Regional differences in brain activity (ALFF, mALFF, and zALFF) between SCD patients and controls

Region ALFF Control (mean) SCD (mean) P-value
Whole Brain ALFF 0.06 0.05 .26
mALFF 1 1 NA
zALFF −3.89E−09 6.00E−11 .16
CSF ALFF 0.13 0.12 .97
mALFF 2.15 2.47 .64
zALFF 1.87 2.55 .53
Grey matter ALFF 0.06 0.05 .25
mALFF 0.98 0.97 .002a
zALFF 0.04 0.02 .001a
White matter ALFF 0.04 0.04 .75
mALFF 0.63 0.75 .014a
zALFF −0.61 −0.42 .002a
a

Indicates statistical significance P < .05.

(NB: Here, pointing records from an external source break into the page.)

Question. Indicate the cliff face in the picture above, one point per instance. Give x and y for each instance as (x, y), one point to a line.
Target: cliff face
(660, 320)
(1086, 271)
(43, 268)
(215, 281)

Regionally, voxel-wise comparisons (though limited by sample size) pointed to specific foci of ALFF differences consistent with prior reports. SCD patients tended to have lower ALFF in default mode network hubs such as the PCC and medial frontal cortex, as well as in parts of the parietal cortex. In contrast, higher ALFF was observed in SCD in regions like the ACC, insula, and subcortical areas. These patterns align with the aforementioned connectivity findings and literature: for instance, a prior study noted decreased ALFF in PCC and medial orbitofrontal cortex alongside increased ALFF in ACC and cerebellum in pediatric SCD.9 Our adult cohort appears to manifest a similar shift of resting activity away from the default-mode regions (perhaps due to damage or disconnection) and towards pain/reward regions like the ACC. Additionally, the increased white-matter ALFF in SCD likely reflects physiological noise from throbbing blood flow or gliosis-related changes; interestingly, periventricular white-matter regions (border-zone areas prone to ischemia) showed some of the greatest ALFF increases in SCD. These ALFF alterations are in line with the notion of chronic ischemia and pain driving changes in both neuronal and neurovascular coupling at rest.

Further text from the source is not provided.